Studying the association between diurnal rhythms of eating-fasting and rest-activity behaviors and oral microbiome.
Traditionally, studies of rest-activity and eating-fasting behaviors focused on conventional measures of individual components such as caloric intake, dietary quality, physical activity duration and volume, length of sedentary behavior, and sleep duration and quality. These measures ignore the timing aspect of the behaviors and are inadequate to capture the overall patterns of multiple behaviors that are often correlated with each other. There is a need for an integrated approach to comprehensively assess the rhythmic profiles and interrelationships of diurnal behaviors in human populations, and examine their relationships with health and disease outcomes. Our previous work in the Interactive Diet and Activity Tracking in AARP (IDATA) study have defined multiple circadian parameters to characterize the eating-fasting cycle. We have found that meal timing variables are significantly associated with overweight and obesity. Specifically, eating early in the morning was associated with lower odds of overweight and obesity, while late night eating was associated with higher odds. We also found that the duration and timing of overnight fasting are associated with obesity. We are currently expanding this line of research by 1) characterizing rest-activity rhythms using actigraphy data; and 2) developing statistical methods to examine the joined profiles of eating-fasting and rest-activity in relation to health indicators.
In this study, we propose to investigate characteristics of the eating-fasting and rest-activity cycles in relation to oral microbiome in the IDATA. Currently, an approved and active study is aimed at obtaining oral microbiome data using multiple samples from more than 900 IDATA participants. The study will allow us to examine both average patterns and daily temporal variation (morning vs. evening) in oral microbiota, and investigate their associations with diurnal behavior patterns.

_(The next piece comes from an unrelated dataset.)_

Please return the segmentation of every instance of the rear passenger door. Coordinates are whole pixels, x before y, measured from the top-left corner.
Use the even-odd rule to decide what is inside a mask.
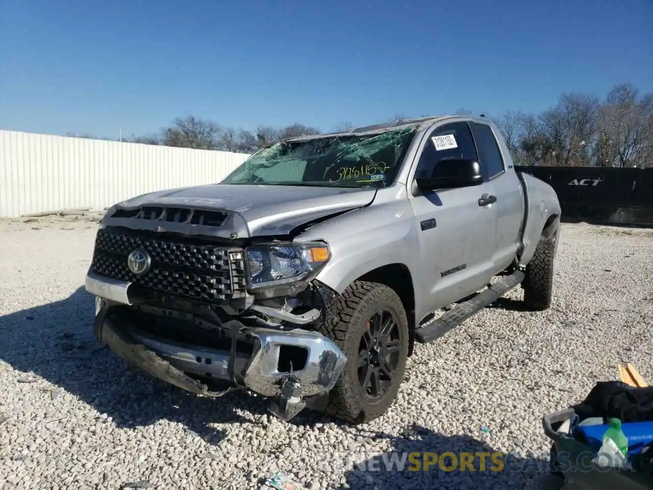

Aim 1 Investigate characteristics of the eating-fasting and rest-activity cycles in relation to microbial diversity, including alpha diversity (observed species, Shannon index, and Faith’s PD), beta diversity (Bray-Curtis, unweighted UniFrac, and weighted UniFrac), and presence/absence of a specific taxon).
Aim 2 Investigate characteristics of the eating-fasting and rest-activity cycles in relation to difference in microbial diversity between morning and evening measures.